Moving towards the creation of DSO Entity: statutes submitted for approval to ACER and European Commission


On 24 June 2020, the DSO Entity Statutes containing the rules of governance were formally submitted to the Agency for the Cooperation of Energy Regulators (ACER) and the European Commission.

The Electricity Regulation (Regulation (EU) 2019/943 of the European Parliament and the European Council of 5 June 5, 2019) of the internal market for electricity establishes a new European body for DSOs at the European level called “EU DSO Entity”. It is mandated to be an expert body working for the common interest of the EU to increase efficiencies in the electricity distribution networks of the EU, while ensuring close cooperation with transmission system operators (TSOs) and the European Network of Transmission System Operators for Electricity (ENTSO-E). Notably, DSO Entity will be a genuine counterpart to ENTSO-E in the drafting of EU regulations – the network codes that affect distribution grids.

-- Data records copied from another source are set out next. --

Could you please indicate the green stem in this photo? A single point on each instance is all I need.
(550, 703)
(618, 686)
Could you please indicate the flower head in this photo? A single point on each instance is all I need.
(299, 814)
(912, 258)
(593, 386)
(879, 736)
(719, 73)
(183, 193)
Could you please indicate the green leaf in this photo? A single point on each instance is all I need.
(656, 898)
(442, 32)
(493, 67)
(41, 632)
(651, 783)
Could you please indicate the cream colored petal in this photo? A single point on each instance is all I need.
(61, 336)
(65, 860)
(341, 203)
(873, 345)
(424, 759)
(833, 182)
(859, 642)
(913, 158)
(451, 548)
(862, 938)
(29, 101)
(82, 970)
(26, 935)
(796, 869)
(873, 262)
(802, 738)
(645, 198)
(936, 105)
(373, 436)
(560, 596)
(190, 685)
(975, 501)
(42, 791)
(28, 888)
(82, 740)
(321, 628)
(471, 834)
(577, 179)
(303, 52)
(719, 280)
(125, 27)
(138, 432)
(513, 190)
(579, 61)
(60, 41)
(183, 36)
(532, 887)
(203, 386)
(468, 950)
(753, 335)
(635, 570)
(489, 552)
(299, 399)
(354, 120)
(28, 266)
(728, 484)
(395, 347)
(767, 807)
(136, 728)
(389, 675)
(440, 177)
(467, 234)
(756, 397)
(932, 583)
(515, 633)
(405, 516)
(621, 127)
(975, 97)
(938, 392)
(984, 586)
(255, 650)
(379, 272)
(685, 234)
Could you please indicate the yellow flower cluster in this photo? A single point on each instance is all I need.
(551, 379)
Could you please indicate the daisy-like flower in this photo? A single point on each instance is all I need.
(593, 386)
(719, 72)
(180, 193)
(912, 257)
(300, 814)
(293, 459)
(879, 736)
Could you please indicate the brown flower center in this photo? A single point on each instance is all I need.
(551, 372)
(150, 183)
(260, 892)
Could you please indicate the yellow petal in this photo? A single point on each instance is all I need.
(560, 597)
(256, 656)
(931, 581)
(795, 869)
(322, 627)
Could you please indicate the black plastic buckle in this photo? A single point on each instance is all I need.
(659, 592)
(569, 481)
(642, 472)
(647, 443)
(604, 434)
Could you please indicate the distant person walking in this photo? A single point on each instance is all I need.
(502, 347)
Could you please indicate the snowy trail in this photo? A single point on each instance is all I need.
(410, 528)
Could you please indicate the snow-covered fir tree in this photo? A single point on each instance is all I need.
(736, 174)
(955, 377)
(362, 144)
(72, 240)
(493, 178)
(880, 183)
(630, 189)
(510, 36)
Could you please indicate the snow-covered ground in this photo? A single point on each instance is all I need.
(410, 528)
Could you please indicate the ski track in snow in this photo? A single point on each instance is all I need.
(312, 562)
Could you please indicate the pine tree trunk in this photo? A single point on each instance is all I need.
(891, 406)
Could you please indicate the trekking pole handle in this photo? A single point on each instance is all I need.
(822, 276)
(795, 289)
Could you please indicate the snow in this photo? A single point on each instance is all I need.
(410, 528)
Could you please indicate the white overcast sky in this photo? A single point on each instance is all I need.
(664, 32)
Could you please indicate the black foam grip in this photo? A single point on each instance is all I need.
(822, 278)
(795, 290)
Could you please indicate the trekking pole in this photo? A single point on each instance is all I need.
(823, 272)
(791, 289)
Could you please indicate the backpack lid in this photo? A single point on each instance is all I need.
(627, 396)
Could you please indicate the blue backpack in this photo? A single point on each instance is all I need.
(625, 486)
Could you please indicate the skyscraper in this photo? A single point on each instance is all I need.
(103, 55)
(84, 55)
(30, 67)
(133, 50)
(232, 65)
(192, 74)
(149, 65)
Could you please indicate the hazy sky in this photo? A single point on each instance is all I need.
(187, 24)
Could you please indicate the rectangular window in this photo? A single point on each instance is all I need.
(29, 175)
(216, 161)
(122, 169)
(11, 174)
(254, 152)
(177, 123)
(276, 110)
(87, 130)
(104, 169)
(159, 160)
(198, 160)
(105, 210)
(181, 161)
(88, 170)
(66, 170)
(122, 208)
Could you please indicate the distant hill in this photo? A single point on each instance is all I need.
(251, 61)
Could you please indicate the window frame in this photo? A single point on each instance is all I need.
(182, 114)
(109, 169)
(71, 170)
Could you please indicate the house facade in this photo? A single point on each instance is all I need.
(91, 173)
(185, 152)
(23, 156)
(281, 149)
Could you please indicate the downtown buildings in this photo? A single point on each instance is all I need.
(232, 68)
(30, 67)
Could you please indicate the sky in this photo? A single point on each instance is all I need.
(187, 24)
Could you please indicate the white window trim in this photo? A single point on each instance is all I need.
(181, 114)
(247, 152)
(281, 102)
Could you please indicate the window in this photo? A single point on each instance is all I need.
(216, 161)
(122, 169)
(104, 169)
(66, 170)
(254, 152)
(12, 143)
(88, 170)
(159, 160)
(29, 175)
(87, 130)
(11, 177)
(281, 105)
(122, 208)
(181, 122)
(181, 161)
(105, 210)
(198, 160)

The creation of DSO Entity has been warmly welcomed by DSOs, which are taking center stage in the energy transition that combines decentralisation and digitalisation with decarbonisation. This meaningful step contributes to the coordinated planning and operation of distribution and transmission systems in the electricity sector.

The governance of DSO Entity will consider the large number and diversity of electricity DSOs in the EU – there are more than 2,500 DSOs, with substantial differences in scale, scope, shareholder type and activity portfolio.

Within two months of receiving them, ACER will provide the European Commission with its opinion of the Statutes and accompanying documents. On this basis, the European Commission will deliver its own opinion within the three months afterwards.

The DSOs and the European associations that represent them are now eagerly awaiting the opinions of ACER and the European Commission to finalise the creation of DSO Entity, which is expected to become operational by Spring 2021.